C++ Snake game using raylib - Beginner Tutorial 🐍 (OOP)

Introduction

In this tutorial, we will create a Snake game using C++ and the raylib library, focusing on Object-Oriented Programming (OOP) principles. This guide is designed for beginners, providing a clear, step-by-step approach to building the game, adding features, and enhancing its visual appeal.
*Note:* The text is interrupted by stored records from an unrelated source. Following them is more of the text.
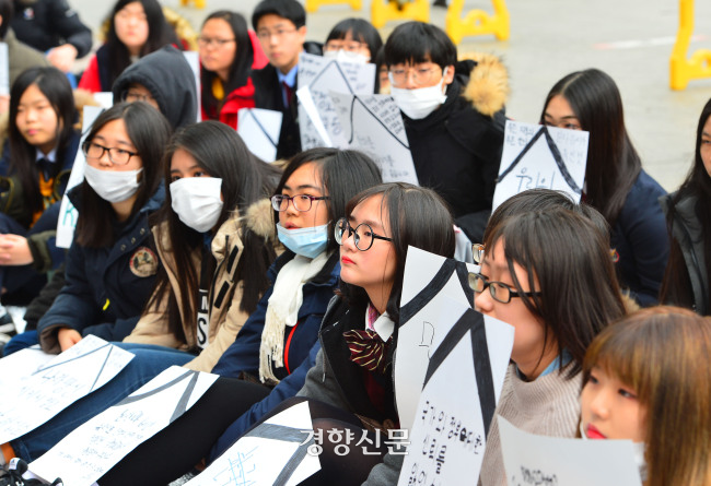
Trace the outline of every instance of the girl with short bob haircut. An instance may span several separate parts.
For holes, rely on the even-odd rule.
[[[711,484],[711,321],[655,307],[605,329],[583,365],[581,432],[643,443],[645,486]]]
[[[255,106],[252,70],[269,62],[259,39],[244,16],[219,10],[202,23],[198,46],[202,119],[237,128],[237,111]]]
[[[164,170],[170,190],[153,220],[163,270],[125,341],[189,351],[197,357],[187,366],[210,371],[269,284],[276,253],[267,197],[280,171],[218,121],[176,132]]]
[[[158,0],[118,0],[108,15],[106,42],[89,61],[79,87],[112,91],[118,75],[135,60],[161,47],[179,47]]]
[[[86,334],[120,341],[136,325],[159,268],[149,215],[163,203],[160,161],[170,134],[165,117],[140,102],[114,105],[92,125],[84,182],[68,194],[79,218],[65,287],[37,323],[45,352]]]
[[[660,300],[711,315],[711,99],[699,117],[693,165],[678,191],[662,199],[672,240]]]
[[[625,313],[607,235],[559,208],[503,218],[487,228],[483,248],[475,308],[515,328],[497,413],[532,434],[574,437],[587,346]],[[494,420],[480,479],[504,476]]]
[[[611,228],[621,285],[641,306],[656,304],[668,258],[658,204],[666,191],[642,169],[615,81],[597,69],[568,74],[548,93],[540,122],[590,132],[584,201]]]
[[[44,274],[63,261],[55,230],[79,149],[77,120],[71,86],[58,69],[31,68],[13,83],[10,143],[0,161],[0,265],[8,265],[0,268],[0,284],[10,294],[34,297]]]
Step 1: Setting Up Your Environment

• Install C++ compiler (GCC or Clang recommended).
• Download and install raylib from the official raylib website.
• Set up your IDE (Visual Studio Code is recommended) with the raylib library.

Clone the starter template from the provided GitHub repository

• Starter Template

Step 2: Creating the Game Loop

• Implement the main game loop which will handle the game's execution flow.
• Use the following structure:

  while (!WindowShouldClose()) {
      BeginDrawing();
      ClearBackground(RAYWHITE);
      
      // Game logic and rendering calls go here
  
      EndDrawing();
  }
  

• This loop continuously processes input, updates game state, and draws the game until the window is closed.

Step 3: Creating the Food

• Define a Food class to represent the food objects in the game.
• Add attributes such as position and a method to generate a new food item at a random location.
• Example code snippet:

  class Food {
      Vector2 position;
  public
      void spawnFood() {
          position.x = GetRandomValue(0, screenWidth / cellSize) * cellSize;
          position.y = GetRandomValue(0, screenHeight / cellSize) * cellSize;
      }
  };
  

Step 4: Creating the Snake

• Define a Snake class with attributes for the snake's body segments and direction.
• Implement methods to initialize the snake and render it on the screen.
• Example code for rendering:

  void Snake::draw() {
      for (const auto& segment : body) {
          DrawRectangle(segment.x, segment.y, cellSize, cellSize, DARKGREEN);
      }
  }
  

Step 5: Moving the Snake

• Capture user input for snake movement (up, down, left, right) using the raylib input functions.
• Update the snake's position based on the current direction.
• Example code for handling input:

  if (IsKeyDown(KEY_UP)) direction = UP;
  if (IsKeyDown(KEY_DOWN)) direction = DOWN;
  

Step 6: Making the Snake Eat the Food

• Detect collision between the snake's head and the food.
• When a collision is detected, call the method to spawn new food and update the snake's length.
• Example code for collision detection:

  if (CheckCollisionRecs(snake.head, food.position)) {
      food.spawnFood();
      snake.grow();
  }
  

Step 7: Making the Snake Grow Longer

• In the Snake class, implement a method to add a new segment to the snake's body when it eats food.
• Example code for growing the snake:

  void Snake::grow() {
      body.push_back(body.back()); // Adding a new segment
  }
  

Step 8: Checking for Collisions

• Implement collision detection logic to check if the snake hits the walls or itself.
• Use raylib’s collision functions to handle this.
• Example code to check for wall collisions:

  if (snake.head.x < 0 || snake.head.x >= screenWidth || 
      snake.head.y < 0 || snake.head.y >= screenHeight) {
      // Handle game over
  }
  

Step 9: Adding Title and Frame

• Use raylib functions to draw a title and frame around the game screen.
• Example code for adding a title:

  DrawText("Snake Game", screenWidth / 2 - 50, 10, 20, BLACK);
  

Step 10: Adding Score

• Create a scoring system that increases whenever the snake eats food.
• Display the score on the screen using raylib's drawing functions.
• Example code for displaying score:

  DrawText(TextFormat("Score: %d", score), 10, 10, 20, BLACK);
  

Step 11: Adding Sounds

• Incorporate sound effects for eating food or game over using raylib's audio features.
• Load sound files and play them at appropriate times.
• Example code for playing a sound:

  PlaySound(eatSound);
  

Conclusion

By following these steps, you will have created a fully functional Snake game using C++ and raylib. This tutorial covered the game loop, food and snake creation, movement, collision detection, scoring, and sound effects. For further enhancements, consider adding levels, increasing difficulty, or creating a menu system. Happy coding!